Most of us are now working from home - if we are working at all!
I have scrolled google for tips about how to work from home and there are hundreds. They pretty much all relate to how you can do it effectively but don't focus on how to do it comfortably. Those that do assume you can create your office at home so can follow the normal ergonomic advice for when you are in the office. Which, by the way, I don't necessarily agree with anyway.
So I shall not give you advice such as: establish a routine, get a separate work area, put on your work clothes etc. Advice like this is ten-a-penny and may be doable only if you are going to work from home permanently. I shall also not advise about legislation and other factors involving working at a PC. This advice can be gained from the HSE web site and you should already know this from your previous in-office DSE workstation assessments.
I shall assume you are at the kitchen table or on the couch or easy chair.
The first thing to remember is that most people, when in their office, do not sit as advised by all the ergonomic specialists (right).
The best thing to do is to try to recreate the posture you normally adopt at work. Unless, of course this already gives you back pain – in which case you should be giving me a call or dropping me a message to see why this is!!
The advice I give to workers in the office will be the same when you are at home. Be aware of the strains on your body. Most of the latest research shows little link between “ideal” posture and pain prevention or relief. This is because this posture is modeled on a theoretical ideal based on complicated mathematics and vector physics and doesn't translate to real life. Also, it is one posture and is always the same. There are many "ideal" postures and actually the more you adopt the better. Maybe being at home will be a benefit because you may need to move around a bit more to dodge the kids or the chores.
So I shall highlight the strains, show a few images of where these strains will be and give some tips as to how to alter your posture to relieve them a bit.
I should advise anybody working with a laptop to get either a separate keyboard or monitor and a keyboard stand; lots of cushions; take as many breaks as you can; and work from several different places so as to change posture often.
Strains caused by sitting can generally be grouped into 2 categories. They are usually very low intensity and cumulate without you realising until they have reached a level of pain.

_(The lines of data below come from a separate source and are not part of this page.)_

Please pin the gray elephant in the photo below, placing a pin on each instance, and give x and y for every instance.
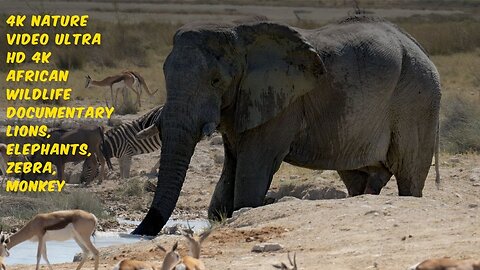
(359, 96)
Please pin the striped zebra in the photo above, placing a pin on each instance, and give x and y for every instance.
(121, 142)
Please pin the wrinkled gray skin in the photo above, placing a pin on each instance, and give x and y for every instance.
(359, 97)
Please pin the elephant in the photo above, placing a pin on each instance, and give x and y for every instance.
(359, 96)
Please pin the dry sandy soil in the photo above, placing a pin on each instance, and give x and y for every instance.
(365, 232)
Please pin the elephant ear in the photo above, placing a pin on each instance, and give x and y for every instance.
(280, 66)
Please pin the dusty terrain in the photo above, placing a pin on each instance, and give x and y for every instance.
(365, 232)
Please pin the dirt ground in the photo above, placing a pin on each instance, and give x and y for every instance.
(365, 232)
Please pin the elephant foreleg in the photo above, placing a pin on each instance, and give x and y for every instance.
(260, 154)
(221, 204)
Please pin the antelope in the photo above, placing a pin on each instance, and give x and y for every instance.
(59, 226)
(3, 161)
(195, 244)
(172, 258)
(3, 250)
(447, 264)
(293, 264)
(128, 79)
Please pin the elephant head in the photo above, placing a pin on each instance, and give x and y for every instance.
(247, 72)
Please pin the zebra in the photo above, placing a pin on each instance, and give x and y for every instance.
(121, 142)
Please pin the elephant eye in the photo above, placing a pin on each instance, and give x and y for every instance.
(215, 82)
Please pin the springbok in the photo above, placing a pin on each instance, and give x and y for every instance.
(129, 79)
(59, 226)
(3, 162)
(447, 264)
(3, 250)
(293, 264)
(172, 258)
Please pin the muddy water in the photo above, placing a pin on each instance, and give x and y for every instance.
(62, 252)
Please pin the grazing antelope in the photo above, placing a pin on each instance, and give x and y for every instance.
(3, 250)
(3, 162)
(59, 226)
(195, 244)
(447, 264)
(128, 79)
(172, 258)
(293, 264)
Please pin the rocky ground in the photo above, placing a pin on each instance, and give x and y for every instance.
(325, 229)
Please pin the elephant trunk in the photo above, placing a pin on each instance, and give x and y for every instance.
(178, 144)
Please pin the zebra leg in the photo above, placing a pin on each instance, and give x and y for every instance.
(125, 162)
(155, 167)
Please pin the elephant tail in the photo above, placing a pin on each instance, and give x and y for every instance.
(437, 150)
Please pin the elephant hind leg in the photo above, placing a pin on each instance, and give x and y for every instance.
(410, 158)
(378, 177)
(355, 181)
(366, 180)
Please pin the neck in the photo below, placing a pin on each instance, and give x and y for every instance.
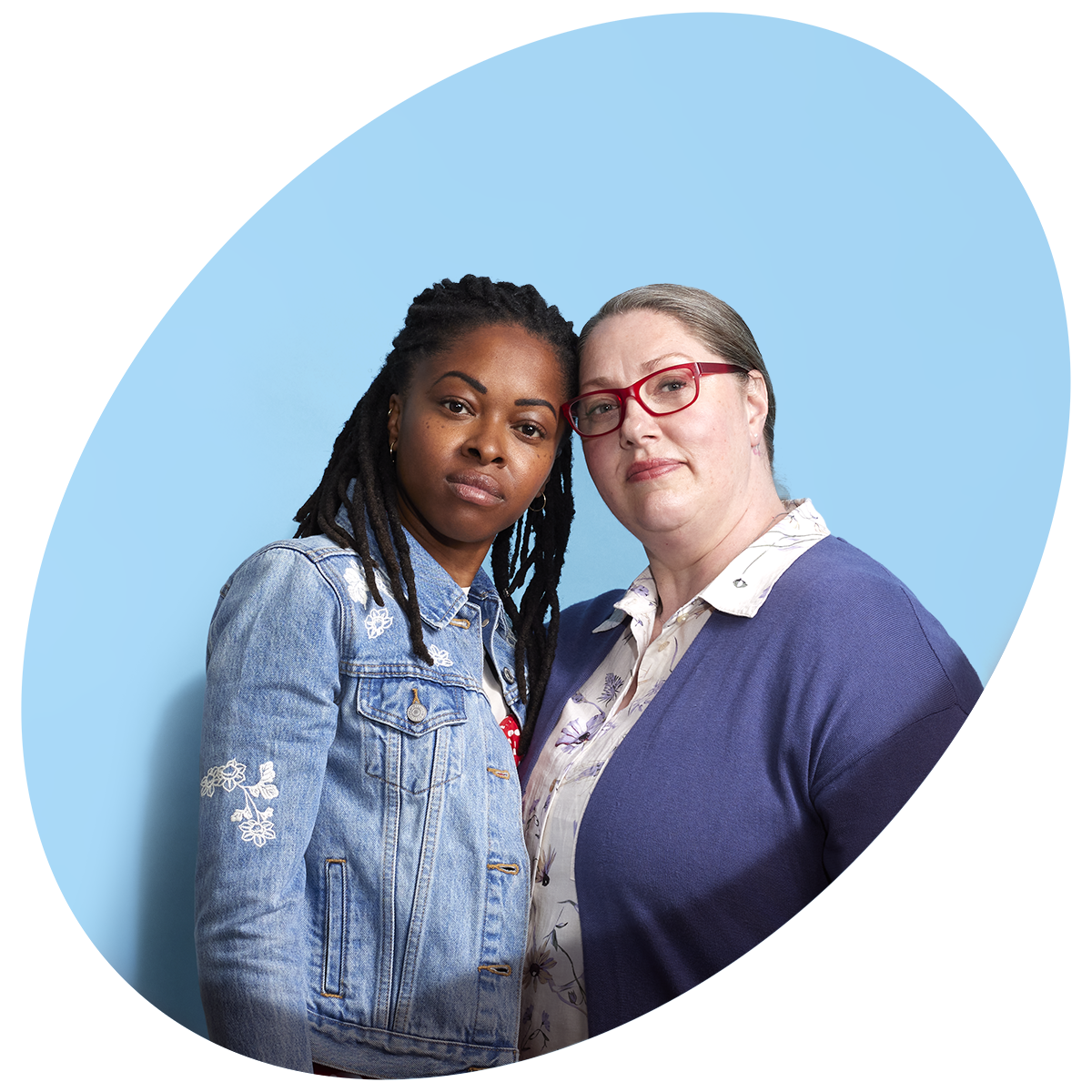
(460, 561)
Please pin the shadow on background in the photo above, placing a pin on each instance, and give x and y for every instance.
(167, 956)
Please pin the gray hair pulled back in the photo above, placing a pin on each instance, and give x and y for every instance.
(715, 325)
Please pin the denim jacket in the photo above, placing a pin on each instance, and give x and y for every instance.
(361, 885)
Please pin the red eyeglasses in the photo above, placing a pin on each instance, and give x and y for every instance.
(664, 392)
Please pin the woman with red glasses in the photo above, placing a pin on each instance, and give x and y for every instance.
(722, 738)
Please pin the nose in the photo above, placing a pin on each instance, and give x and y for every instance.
(486, 441)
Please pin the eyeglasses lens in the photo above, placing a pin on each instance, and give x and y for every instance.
(669, 391)
(663, 392)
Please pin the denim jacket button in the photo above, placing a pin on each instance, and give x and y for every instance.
(416, 713)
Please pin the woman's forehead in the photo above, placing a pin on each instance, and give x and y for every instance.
(637, 343)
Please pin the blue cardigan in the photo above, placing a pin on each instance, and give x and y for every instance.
(776, 751)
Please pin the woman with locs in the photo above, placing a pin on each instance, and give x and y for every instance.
(722, 738)
(363, 883)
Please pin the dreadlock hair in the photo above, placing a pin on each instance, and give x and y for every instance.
(532, 547)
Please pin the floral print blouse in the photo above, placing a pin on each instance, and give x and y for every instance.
(554, 1009)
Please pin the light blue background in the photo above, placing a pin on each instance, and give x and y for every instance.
(225, 218)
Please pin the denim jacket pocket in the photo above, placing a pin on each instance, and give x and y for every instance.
(413, 730)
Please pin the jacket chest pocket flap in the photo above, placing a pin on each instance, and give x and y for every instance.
(413, 731)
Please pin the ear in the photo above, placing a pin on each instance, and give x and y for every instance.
(758, 401)
(393, 420)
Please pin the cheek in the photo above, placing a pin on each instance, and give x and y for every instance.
(598, 460)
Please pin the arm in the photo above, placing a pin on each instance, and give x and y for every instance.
(270, 716)
(865, 796)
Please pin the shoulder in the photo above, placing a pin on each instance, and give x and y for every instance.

- Stretch. When we relax, if we are not supported, our joints will reach the end of their natural range. Further movement is limited by ligaments. Think of ligaments as very strong and stiff elastic bands. If an elastic band is held on full stretch for long enough it will lose elasticity and eventually snap. Similarly will ligaments, especially those in the lower or mid back, when we sit slouched (the same happens to the spinal discs but takes a lot longer than the short term you will be working from home). Try to support your spine with cushions and don’t allow it to rest on itself.
- Tension. This occurs mostly in muscles and is caused by prolonged static holds. If you hold your arm out horizontally whilst holding a tin of beans you will eventually tire your shoulder and put your arm down. It may take anything from 5 – 20 mins depending how strong you are. If you hold the same straight arm without beans you will last longer. It takes longer for the muscles to tire. The same effect happens if you hold a static posture for long enough, but with one crucial difference: the muscles tire so slowly you don’t realise they are tiring. They become slowly and cumulatively damaged until they are constantly sore even when you rest. This is very common in the shoulders and necks. It is important to try to sit as relaxed as you can without allowing stretch to occur.

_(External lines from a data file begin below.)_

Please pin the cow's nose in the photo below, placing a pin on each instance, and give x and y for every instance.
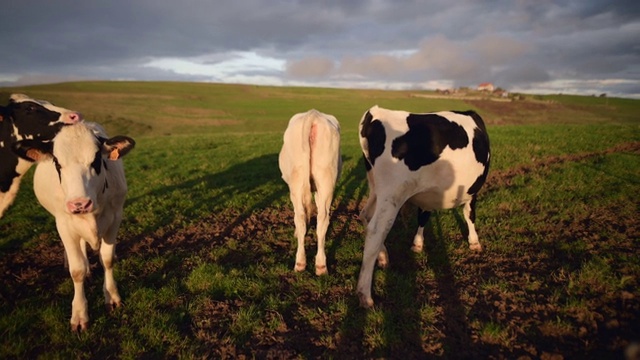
(74, 117)
(80, 206)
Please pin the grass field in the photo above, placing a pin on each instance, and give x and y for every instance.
(206, 250)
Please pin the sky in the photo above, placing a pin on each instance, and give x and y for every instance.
(585, 47)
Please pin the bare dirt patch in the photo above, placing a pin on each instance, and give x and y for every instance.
(526, 301)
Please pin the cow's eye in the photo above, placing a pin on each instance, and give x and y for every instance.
(57, 164)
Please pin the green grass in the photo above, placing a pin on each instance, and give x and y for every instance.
(207, 248)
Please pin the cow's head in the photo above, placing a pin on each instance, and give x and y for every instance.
(37, 118)
(81, 158)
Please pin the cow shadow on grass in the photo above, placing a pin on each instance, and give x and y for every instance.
(421, 315)
(244, 187)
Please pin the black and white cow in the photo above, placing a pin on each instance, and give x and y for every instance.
(80, 180)
(433, 160)
(25, 118)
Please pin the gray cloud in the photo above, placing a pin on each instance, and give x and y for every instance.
(354, 43)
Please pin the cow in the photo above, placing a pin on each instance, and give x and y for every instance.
(25, 118)
(310, 162)
(433, 160)
(80, 180)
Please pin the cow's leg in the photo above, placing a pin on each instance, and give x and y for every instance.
(470, 217)
(377, 231)
(418, 239)
(367, 211)
(78, 269)
(107, 258)
(324, 196)
(7, 198)
(300, 220)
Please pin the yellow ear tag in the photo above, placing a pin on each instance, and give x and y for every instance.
(114, 154)
(33, 154)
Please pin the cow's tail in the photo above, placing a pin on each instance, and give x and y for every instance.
(308, 138)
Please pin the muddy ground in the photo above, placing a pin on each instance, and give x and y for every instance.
(601, 328)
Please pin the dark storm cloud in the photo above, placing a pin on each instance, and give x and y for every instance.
(513, 43)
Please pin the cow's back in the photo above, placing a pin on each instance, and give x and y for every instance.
(428, 159)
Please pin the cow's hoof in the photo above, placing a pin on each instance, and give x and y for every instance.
(383, 260)
(78, 328)
(112, 306)
(321, 270)
(365, 301)
(299, 267)
(476, 247)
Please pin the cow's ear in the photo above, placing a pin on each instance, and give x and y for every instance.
(33, 150)
(4, 113)
(118, 146)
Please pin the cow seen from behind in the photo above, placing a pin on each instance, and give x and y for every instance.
(433, 160)
(310, 162)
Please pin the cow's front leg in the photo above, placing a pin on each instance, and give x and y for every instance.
(470, 217)
(112, 298)
(78, 270)
(377, 231)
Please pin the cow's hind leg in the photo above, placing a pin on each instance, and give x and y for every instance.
(470, 217)
(324, 196)
(418, 239)
(7, 198)
(300, 220)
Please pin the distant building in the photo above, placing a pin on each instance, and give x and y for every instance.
(486, 87)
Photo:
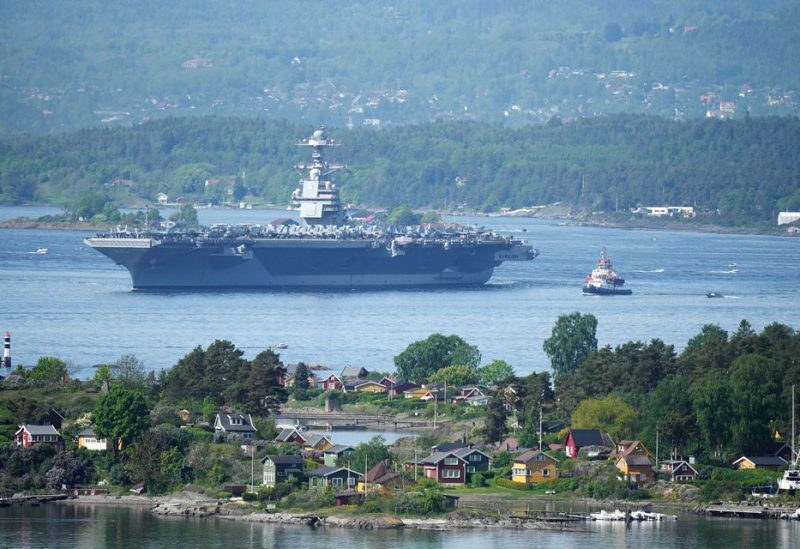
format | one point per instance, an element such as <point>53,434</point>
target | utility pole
<point>794,454</point>
<point>366,480</point>
<point>657,462</point>
<point>253,468</point>
<point>540,425</point>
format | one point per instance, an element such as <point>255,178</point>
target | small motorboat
<point>604,280</point>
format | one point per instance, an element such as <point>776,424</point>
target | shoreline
<point>192,505</point>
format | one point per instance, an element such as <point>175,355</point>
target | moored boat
<point>604,280</point>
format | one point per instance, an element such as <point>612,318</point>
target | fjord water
<point>91,526</point>
<point>76,304</point>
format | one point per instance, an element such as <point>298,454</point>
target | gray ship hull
<point>304,263</point>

Both of these people have too much strain in the top of their back and neck. They are holding the weight of their head (about 5kg) in a static hold. The muscles will become tense and eventually painful. They need to prop their laptop on a pillow or cushion so they don't need to look down so far.
Both low backs seem supported enough to be comfortable for an hour or so. The girl on the left would possibly benefit from an extra cushion in her low back.

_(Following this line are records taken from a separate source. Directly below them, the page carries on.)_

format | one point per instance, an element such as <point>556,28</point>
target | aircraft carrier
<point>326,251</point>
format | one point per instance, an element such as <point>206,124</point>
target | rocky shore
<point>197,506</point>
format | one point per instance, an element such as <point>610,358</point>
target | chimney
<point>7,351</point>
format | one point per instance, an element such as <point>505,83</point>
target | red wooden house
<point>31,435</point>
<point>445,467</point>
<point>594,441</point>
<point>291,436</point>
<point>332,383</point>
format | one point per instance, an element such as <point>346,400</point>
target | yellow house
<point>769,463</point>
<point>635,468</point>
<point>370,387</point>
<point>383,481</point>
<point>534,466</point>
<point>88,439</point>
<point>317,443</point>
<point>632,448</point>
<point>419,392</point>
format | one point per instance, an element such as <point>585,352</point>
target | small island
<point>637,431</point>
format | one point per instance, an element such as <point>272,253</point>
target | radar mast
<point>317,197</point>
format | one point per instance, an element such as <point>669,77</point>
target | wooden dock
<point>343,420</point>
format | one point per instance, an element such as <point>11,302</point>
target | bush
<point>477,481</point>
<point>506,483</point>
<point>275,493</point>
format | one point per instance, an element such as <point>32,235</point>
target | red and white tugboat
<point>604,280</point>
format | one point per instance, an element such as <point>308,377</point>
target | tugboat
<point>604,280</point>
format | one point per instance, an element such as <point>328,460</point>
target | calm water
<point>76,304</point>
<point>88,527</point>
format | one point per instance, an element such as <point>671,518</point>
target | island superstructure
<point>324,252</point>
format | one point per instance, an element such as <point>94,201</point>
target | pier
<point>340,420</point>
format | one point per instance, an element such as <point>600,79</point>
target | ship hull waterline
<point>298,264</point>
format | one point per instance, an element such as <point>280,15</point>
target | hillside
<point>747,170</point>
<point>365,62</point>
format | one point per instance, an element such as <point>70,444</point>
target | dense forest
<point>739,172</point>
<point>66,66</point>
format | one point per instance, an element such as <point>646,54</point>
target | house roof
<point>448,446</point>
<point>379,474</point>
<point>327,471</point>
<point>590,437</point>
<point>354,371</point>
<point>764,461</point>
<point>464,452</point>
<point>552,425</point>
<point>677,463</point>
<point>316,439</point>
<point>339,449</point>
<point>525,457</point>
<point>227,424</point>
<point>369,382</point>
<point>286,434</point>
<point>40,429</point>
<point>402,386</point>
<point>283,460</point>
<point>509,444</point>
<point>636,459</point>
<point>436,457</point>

Compare these 2 images. Both postures seem similar. However, the chap on the right is more comfortable for one crucial reason - he is more relaxed. The intensity of the man on the left is creating tension in his shoulders, forward head posture and probably tension in his hips. His wrists are over-extended causing tension up the back of his forearms. This is a leading cause of tennis elbow.
As long as the chap on the right has a supported lower back he has very little strain. Also, any increase in intensity or stress will aggravate any strains.
This chap is trying to sit up straight but he is too far away to do so effectively. His strain is up most of his back. He would benefit from moving closer to his PC or moving his keyboard nearer (he appears to have a separate keyboard). His table is too high so he would benefit from tilting his keyboard with a keyboard or laptop stand. With a lumbar support and a higher backed chair he could then relax into the chair to take the strain off his back. Alternating between these 2 postures (relaxing when on a call and sitting up when typing) with simple additions would see him fine.